Ancestry-dependent genetic structure of the Xq28 risk haplotype in the Mexican population and its association with childhood-onset systemic lupus erythematosus

Humberto García-Ortiz; Francisco Barajas-Olmos; Marlen Flores-Huacuja; Monserrat I Morales-Rivera; Angélica Martínez-Hernández; Vicente Baca; Cecilia Contreras-Cubas; Lorena Orozco

doi:10.3389/fmed.2022.1044856

Ancestry-dependent genetic structure of the Xq28 risk haplotype in the Mexican population and its association with childhood-onset systemic lupus erythematosus

Front Med (Lausanne). 2023 Jan 12:9:1044856. doi: 10.3389/fmed.2022.1044856. eCollection 2022.

Authors

Humberto García-Ortiz¹, Francisco Barajas-Olmos¹, Marlen Flores-Huacuja¹, Monserrat I Morales-Rivera¹, Angélica Martínez-Hernández¹, Vicente Baca², Cecilia Contreras-Cubas¹, Lorena Orozco¹

Affiliations

¹ Immunogenomics and Metabolic Diseases Laboratory, National Institute of Genomic Medicine, SS, Mexico City, Mexico.
² Department of Rheumatology, Hospital de Pediatría, CMN Siglo XXI IMSS, Mexico City, Mexico.

Abstract

Objective: Here we aimed to investigate the association of the Xq28 risk haplotype (H1) with susceptibility to childhood-onset systemic lupus erythematosus (SLE), and to compare its frequency and genetic structure in the Mexican population with those in other continental populations.

Methods: We genotyped 15 single-nucleotide variants (SNVs) that form the H1 haplotype, using TaqMan real-time PCR. The association analysis [case-control and transmission disequilibrium test (TDT)] included 376 cases and 400 adult controls, all of whom were mestizos (MEZ). To identify risk alleles in Mexican Indigenous individuals, SNVs were imputed from whole-exome sequencing data of 1,074 individuals. The allelic frequencies determined in MEZ and Indigenous individuals were compared with those of the continental populations from the 1,000 Genomes database phase 3. Linkage disequilibrium (LD) analysis of risk alleles was performed on all populations. Interleukin-1 receptor associated kinase 1 (IRAK1) and methyl CpG binding protein 2 (MECP2) mRNA levels were determined using real-time PCR.

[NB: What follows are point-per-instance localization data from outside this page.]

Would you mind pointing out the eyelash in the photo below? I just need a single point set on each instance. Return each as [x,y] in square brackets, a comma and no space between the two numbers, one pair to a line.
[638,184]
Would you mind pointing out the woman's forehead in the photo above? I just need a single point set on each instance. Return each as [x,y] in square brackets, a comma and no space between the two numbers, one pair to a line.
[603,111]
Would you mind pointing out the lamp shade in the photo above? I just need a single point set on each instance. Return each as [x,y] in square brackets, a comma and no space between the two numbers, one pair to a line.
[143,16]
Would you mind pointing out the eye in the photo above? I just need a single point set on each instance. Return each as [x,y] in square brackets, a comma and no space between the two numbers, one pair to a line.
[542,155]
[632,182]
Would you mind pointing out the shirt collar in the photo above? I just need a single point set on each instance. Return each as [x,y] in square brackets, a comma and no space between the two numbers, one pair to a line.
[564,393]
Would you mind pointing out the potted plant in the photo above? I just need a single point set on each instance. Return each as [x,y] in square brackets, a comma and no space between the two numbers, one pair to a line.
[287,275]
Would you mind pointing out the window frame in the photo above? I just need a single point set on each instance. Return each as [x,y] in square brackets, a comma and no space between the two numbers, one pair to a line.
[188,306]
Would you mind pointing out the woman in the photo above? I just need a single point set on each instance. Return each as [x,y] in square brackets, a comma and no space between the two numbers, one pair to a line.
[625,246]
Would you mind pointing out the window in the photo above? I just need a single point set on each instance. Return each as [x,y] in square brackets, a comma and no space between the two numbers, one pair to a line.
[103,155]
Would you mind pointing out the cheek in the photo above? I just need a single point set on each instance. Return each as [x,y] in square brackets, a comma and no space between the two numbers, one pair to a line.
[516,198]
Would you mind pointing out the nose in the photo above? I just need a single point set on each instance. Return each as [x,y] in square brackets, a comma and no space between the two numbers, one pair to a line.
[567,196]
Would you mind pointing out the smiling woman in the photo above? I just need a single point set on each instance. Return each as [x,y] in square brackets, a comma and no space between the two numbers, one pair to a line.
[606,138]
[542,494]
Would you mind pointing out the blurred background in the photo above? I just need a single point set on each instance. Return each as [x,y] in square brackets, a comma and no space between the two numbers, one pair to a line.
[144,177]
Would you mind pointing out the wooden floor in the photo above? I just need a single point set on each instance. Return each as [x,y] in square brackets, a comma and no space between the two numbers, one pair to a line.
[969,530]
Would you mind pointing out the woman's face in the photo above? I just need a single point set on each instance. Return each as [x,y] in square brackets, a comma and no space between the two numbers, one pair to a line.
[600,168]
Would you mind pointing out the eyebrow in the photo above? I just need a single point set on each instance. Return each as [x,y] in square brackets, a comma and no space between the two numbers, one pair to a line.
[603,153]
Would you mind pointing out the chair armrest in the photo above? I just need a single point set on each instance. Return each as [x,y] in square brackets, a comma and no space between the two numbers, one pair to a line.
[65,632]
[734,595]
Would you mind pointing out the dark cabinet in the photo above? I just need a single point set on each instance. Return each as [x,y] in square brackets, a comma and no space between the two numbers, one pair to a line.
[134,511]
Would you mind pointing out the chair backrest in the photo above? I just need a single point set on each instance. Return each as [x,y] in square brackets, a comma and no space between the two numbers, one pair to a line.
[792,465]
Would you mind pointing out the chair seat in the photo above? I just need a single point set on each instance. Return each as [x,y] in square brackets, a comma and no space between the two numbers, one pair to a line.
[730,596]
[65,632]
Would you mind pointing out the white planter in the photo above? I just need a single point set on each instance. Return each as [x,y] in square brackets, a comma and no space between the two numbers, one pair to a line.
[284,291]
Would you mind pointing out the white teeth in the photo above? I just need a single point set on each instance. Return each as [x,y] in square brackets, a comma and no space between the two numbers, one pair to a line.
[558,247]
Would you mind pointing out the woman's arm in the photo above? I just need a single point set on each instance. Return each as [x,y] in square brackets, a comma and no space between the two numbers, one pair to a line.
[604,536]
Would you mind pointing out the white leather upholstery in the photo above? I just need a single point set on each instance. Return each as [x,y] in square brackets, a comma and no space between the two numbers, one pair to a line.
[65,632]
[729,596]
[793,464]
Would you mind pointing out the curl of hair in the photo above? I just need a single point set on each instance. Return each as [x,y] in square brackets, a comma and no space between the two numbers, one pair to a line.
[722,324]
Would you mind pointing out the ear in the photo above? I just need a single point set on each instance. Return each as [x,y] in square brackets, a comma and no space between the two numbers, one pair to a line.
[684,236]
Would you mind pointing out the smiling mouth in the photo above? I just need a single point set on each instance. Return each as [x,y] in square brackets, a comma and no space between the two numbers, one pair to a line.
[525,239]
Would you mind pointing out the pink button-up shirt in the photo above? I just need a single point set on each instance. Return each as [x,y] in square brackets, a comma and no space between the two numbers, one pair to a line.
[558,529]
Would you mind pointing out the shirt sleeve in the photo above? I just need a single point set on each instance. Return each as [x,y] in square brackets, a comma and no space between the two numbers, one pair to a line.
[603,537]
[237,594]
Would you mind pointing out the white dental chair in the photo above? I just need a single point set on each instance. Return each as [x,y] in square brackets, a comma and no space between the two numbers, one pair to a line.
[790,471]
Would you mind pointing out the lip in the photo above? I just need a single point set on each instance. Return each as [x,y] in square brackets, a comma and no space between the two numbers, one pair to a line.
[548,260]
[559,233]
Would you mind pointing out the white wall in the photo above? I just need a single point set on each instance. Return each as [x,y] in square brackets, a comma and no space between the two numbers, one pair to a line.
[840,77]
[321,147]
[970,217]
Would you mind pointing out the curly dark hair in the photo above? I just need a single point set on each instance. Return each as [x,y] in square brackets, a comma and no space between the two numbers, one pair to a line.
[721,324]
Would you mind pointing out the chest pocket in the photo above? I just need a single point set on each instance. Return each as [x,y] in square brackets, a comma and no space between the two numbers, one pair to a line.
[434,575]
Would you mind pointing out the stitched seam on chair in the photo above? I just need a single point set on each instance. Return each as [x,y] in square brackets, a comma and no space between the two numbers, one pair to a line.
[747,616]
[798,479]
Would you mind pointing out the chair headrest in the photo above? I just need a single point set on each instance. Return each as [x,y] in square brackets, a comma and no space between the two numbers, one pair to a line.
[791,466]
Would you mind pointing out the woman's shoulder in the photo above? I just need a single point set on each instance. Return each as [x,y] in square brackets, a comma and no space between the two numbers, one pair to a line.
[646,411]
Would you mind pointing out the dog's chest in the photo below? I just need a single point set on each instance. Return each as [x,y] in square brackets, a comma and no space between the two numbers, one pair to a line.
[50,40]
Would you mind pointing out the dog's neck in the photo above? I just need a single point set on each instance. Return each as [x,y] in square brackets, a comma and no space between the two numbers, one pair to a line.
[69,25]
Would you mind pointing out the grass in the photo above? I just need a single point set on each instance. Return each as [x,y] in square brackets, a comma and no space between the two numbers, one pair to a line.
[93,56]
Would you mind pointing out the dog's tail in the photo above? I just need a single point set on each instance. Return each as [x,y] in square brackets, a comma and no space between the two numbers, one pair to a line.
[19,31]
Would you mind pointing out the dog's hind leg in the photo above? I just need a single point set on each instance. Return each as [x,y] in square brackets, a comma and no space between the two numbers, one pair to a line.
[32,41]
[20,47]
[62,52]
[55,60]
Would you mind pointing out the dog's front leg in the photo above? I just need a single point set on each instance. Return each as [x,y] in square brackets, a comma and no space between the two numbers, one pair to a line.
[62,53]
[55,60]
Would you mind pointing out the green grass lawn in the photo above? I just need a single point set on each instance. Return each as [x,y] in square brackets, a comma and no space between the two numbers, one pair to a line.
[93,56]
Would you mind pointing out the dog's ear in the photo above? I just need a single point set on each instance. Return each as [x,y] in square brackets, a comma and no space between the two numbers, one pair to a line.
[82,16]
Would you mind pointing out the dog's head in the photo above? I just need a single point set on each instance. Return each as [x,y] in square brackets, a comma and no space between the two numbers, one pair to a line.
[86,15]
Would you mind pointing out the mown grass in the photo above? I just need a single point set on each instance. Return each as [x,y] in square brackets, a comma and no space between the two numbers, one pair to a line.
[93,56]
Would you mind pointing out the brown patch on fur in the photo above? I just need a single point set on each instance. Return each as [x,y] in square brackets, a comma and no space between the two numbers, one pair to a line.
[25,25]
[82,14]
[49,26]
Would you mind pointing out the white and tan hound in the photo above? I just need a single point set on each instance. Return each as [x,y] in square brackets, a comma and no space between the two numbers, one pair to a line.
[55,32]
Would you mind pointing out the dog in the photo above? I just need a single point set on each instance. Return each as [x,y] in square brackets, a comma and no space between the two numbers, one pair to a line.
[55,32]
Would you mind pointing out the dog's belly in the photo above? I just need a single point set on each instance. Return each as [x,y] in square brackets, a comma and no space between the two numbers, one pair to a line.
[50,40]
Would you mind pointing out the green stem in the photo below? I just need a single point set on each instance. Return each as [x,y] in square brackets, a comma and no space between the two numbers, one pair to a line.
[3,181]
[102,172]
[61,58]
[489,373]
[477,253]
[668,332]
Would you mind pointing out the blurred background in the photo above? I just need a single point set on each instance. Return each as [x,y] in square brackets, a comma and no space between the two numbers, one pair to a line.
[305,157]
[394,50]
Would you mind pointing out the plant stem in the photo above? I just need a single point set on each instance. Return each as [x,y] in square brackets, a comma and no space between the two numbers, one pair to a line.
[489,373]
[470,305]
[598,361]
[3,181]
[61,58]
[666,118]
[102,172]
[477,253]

Results: Case-control analysis revealed genetic association with childhood-onset SLE for all 15 SNVs (OR = 1.49-1.75; p = 0.0095 to 1.81 × 10^-4) and for the Xq28 risk haplotype (OR = 1.97, p = 4 × 10^-6). Comparing with individuals of European ancestry (0.14-0.16), the frequencies of the risk alleles were significantly higher in the MEZ individuals (0.55-0.68) and even higher in Indigenous individuals (0.57-0.83). LD analysis indicated a differential haplotype structure within the Indigenous groups, which was inherited to the MEZ population as a result of genetic admixture. Individuals homozygous for the Xq28 risk haplotype exhibited decreased levels of both MECP2A and B transcripts.

Conclusion: We found that the H1 risk haplotype differs in its conformation in the Mexican population. This difference could be attributed to positive selection within the Indigenous population, with its inheritance now having an autoimmune health impact in both the Mexican Indigenous and MEZ populations.

Keywords: IRAK1; MECP2; Xq28 risk haplotype; ancestry-dependent; childhood-onset systemic lupus erythematosus.

Grants and funding

This research was supported by grants from the Consejo Nacional de Ciencia y Tecnológia (CONACYT) from Mexico (CB 2010-135155 to LO, CB 2014-243394 to CC-C, and Salud 2014-202307 to HG-O).